Until the insured’s death, the prospective heirs acquire no vested right, and therefore the laws of inheritance may be subjected to such changes as the Legislature may deem expedient. Says Judge Cooley, in his work on Constitutional Limitations (page 512): ■ “It is because a mere expectation of property in the future is not considered a vested right that the rules of descent (a) are held subject to change in their application to all estates not already passed-to the heir by the death of the owner. No one is heir to the living; and the heir presumptive has no other reason to rely upon succeeding to the property than the promise held out by the statute of descents. But this promise is no more than a declaration of the Legislature as to its present view of public policy as regards the proper order of succession — a view which may at any time change, and then the promise may properly be withdrawn, and a new course of descent be *450declared. The expectation is not property; it cannot be sold or mortgaged; it is not subject to debts; and it is not in any manner taken notice' of by the law until the moment of the ancestor’s death, when the statute of descents comes in, and for reasons of general public policy transfers the estate to persons occupying particular relations, to the deceased in preference to all others. It is not until that moment that there is any vested right in the person who becomes heir to be protected by the Constitution. An anticipated interest in property cannot be said to be vested in any person so long as the owner of the interest in possession has full power, by virtue of his ownership, to cut off the expectant right by grant or devise. If this be so, the nature of estates must, to a certain extent, be subject to legislative control and modification.” See, also, Gregley v. Jackson, 38 Ark. 487; Bass v. Roanoke Nav. & W. P. Co., 111 N. C. 439 (16 S. E. 402, 19 L. R. A. 247); McNeer v. McNeer, 142 Ill. 388 (32 N. E. 681, 19 L. R. A. 256). The person procuring the policy, in stipulating that the indemnity be paid to the heirs of Caleb M. Sanborn, necessarily had reference to those designated heirs at the time of his decease. But for the provision that the surviving spouse take as heir one-third, there might be some ground for the claim that all the heirs should take equally. See Burke v. Modern Woodmen of America, 2 Cal. App. 611 (84 Pac. 275).

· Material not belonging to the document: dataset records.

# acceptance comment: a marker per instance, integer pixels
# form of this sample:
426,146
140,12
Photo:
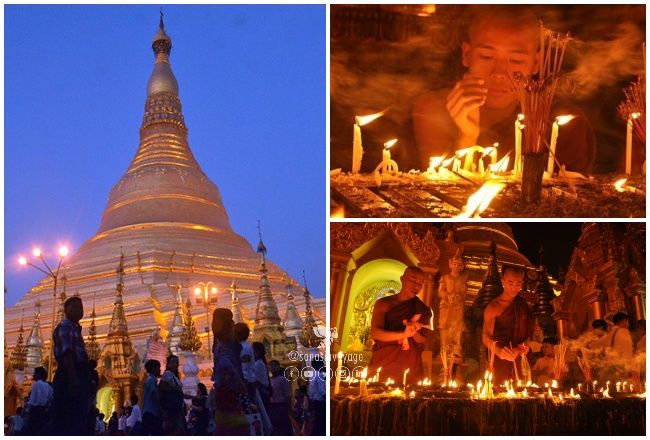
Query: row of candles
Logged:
484,388
436,163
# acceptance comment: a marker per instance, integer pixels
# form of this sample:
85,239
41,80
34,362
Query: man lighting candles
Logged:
392,323
483,105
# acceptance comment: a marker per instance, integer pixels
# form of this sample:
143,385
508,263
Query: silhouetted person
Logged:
151,412
73,393
40,402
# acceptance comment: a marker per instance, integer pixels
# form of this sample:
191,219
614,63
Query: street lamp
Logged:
204,292
54,275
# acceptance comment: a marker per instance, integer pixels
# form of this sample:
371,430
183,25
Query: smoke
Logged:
603,62
606,363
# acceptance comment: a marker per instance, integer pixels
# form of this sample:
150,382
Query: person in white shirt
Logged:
134,420
317,396
40,400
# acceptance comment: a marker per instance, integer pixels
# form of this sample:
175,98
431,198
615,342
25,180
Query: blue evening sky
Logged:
252,85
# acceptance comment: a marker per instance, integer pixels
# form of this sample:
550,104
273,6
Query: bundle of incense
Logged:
491,354
514,365
584,365
445,370
536,91
525,369
405,341
559,365
635,103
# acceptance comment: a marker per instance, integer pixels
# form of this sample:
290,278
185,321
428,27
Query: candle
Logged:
560,120
363,385
518,127
628,142
357,147
339,364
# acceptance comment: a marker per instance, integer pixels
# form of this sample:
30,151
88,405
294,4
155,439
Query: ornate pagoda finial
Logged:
234,306
34,346
177,327
190,340
19,353
261,249
267,310
92,347
118,325
309,338
293,325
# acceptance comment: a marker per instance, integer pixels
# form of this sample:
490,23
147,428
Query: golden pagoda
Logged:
166,226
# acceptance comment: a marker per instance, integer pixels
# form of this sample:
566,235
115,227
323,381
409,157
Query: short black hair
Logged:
40,373
620,316
512,268
599,324
72,299
241,331
150,365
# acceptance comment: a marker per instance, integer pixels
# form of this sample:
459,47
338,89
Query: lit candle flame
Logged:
363,120
481,199
563,119
338,212
390,143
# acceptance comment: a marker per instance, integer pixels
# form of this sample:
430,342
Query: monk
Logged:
393,322
508,323
482,106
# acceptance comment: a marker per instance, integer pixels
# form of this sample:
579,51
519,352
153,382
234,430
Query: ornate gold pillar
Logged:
562,322
598,301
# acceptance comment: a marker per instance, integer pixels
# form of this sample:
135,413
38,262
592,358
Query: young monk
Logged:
481,108
508,325
393,322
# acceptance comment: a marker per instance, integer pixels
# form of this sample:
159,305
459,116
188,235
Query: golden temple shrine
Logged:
166,231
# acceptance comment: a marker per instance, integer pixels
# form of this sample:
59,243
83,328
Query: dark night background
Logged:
557,239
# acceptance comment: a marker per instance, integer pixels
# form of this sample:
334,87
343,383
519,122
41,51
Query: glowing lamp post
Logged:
54,275
204,293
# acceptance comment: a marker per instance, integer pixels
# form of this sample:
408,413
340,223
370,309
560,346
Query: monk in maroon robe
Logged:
398,331
507,321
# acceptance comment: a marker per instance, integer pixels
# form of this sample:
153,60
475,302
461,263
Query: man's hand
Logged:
463,103
507,354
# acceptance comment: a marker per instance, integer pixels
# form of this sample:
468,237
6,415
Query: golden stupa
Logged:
167,230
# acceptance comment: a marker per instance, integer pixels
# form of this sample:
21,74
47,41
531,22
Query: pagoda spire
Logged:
235,308
189,340
19,353
164,183
309,338
92,347
34,346
293,325
267,311
177,327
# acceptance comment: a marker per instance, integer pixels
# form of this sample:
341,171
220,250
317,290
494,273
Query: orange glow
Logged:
564,119
339,212
502,165
619,185
390,143
481,199
63,251
363,120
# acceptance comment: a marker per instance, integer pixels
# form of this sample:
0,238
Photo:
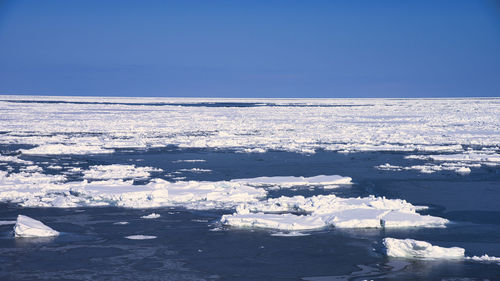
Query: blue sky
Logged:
250,48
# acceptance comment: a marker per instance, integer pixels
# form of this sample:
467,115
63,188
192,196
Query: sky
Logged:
271,49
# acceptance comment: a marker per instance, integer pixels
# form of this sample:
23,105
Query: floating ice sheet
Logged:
332,124
116,171
410,248
415,249
27,227
151,216
291,181
300,213
141,237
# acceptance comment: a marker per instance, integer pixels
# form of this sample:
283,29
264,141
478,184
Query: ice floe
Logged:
459,168
116,171
410,248
189,161
7,222
151,216
56,149
485,259
289,234
28,227
40,190
301,213
288,181
342,125
140,237
415,249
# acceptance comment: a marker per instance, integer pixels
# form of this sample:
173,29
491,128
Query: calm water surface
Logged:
190,245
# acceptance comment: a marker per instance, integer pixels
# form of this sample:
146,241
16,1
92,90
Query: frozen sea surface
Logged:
60,149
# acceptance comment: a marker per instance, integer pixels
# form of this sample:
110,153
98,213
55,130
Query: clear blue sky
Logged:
251,48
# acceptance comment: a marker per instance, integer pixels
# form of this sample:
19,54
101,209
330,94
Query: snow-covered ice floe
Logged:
344,125
415,249
410,248
140,237
7,222
151,216
28,227
40,190
301,213
484,258
116,171
288,181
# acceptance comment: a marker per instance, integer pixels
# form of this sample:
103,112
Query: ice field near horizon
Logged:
249,189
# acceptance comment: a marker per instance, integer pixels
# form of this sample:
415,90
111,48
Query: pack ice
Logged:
415,249
301,213
28,227
409,248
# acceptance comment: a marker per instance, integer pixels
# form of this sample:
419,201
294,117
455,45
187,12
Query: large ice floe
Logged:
410,248
102,172
345,125
27,227
247,196
301,213
296,181
415,249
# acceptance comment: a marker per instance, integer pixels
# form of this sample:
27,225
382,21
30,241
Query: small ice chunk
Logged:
151,216
484,258
289,234
463,171
403,218
140,237
28,227
409,248
274,221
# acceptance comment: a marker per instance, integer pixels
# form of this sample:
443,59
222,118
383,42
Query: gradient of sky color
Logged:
448,48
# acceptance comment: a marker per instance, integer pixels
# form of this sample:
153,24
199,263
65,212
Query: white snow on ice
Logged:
140,237
287,181
415,249
301,213
27,227
347,125
116,171
151,216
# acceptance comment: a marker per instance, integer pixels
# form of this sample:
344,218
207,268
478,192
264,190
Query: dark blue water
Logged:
187,248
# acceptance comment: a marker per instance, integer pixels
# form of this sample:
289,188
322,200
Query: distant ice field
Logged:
261,189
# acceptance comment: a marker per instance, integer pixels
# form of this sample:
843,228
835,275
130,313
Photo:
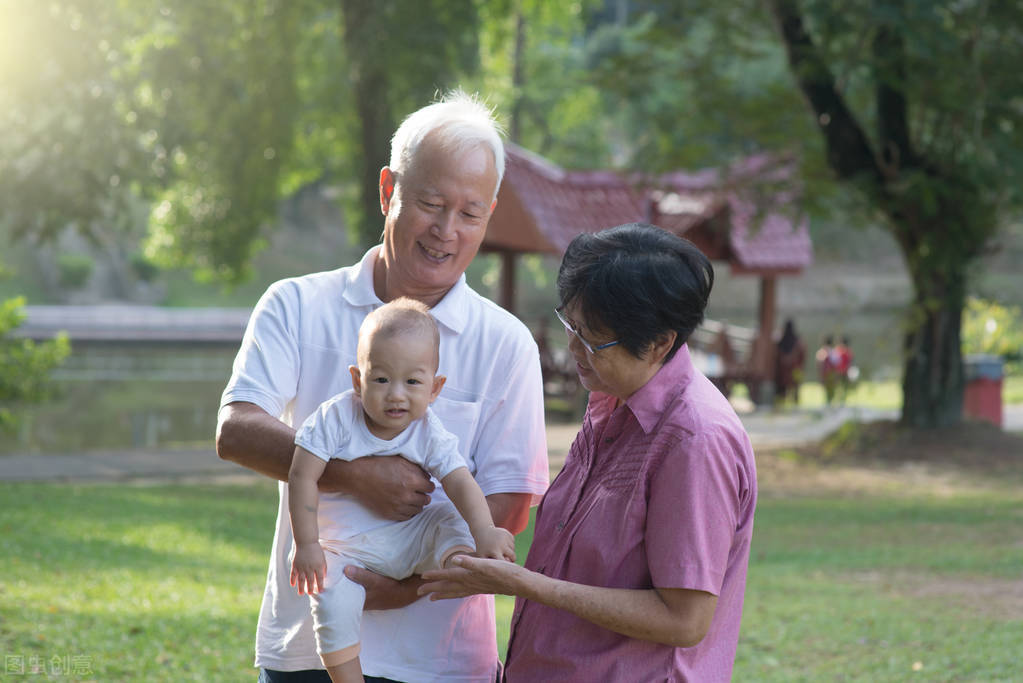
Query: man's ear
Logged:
438,384
356,379
387,189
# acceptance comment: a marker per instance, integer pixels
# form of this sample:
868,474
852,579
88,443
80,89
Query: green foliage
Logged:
215,82
75,269
25,365
989,327
70,148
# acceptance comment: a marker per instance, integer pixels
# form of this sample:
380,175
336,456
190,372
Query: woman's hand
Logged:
473,576
308,568
496,543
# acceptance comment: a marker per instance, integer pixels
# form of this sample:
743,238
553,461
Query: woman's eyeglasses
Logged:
570,328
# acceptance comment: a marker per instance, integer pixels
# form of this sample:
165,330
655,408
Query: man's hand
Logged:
384,592
473,576
388,486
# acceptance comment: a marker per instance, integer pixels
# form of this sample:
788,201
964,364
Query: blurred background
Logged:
185,154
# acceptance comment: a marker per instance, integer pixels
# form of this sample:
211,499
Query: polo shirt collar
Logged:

It was competent for the Legislature to specify the portion each heir is entitled to, and that one may thereby take a portion of certain property and no part of that of another kind furnishes no valid objection to the statute.

We discover no reason for denying the widow the share in the proceeds of this policy specified in this statute, and therefore the judgment is Affirmed.

. Weaver, C. J., and Evans and Preston, JJ., concur.